The Problem With Soft Socialism

The Problem With Soft Socialism

The political landscape in the United States continues to become ever more divisive—and ever more incoherent. The Trump administration is engaging in a major program of deregulation and lower taxation at home, while pursuing tariffs and a trade war abroad. Simultaneously, a growing fraction of the Democratic party is moving left from liberalism to progressivism to democratic socialism. Politicians like Bernie Sanders and Elizabeth Warren proudly call themselves democratic socialists and advance a vision for the country in which well designed regulations mitigate what they regard as the corrosive the effects and embedded inequality of the capitalist system. They rightly dissociate themselves from the brutality and totalitarianism of the socialist regimes, from the Soviet Union to China to Cuba to Venezuela; their hope is to achieve a state-dominated economy in a benign democratic form.

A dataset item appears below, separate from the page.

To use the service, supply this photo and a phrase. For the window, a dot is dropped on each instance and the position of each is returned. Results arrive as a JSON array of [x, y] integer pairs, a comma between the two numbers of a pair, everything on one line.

But how exactly does a socialist economy operate within a democratic system? As if on cue, this question is addressed by President Trump's Council of Economic Advisors in a timely new report, “The Opportunity Costs of Socialism.” Its conclusion is that socialism cannot succeed even in democratic societies. The Report makes its case in part by showing how once prosperous nations like Cuba and Venezuela have become economic basket cases as formerly democratic institutions gave way to totalitarian rule.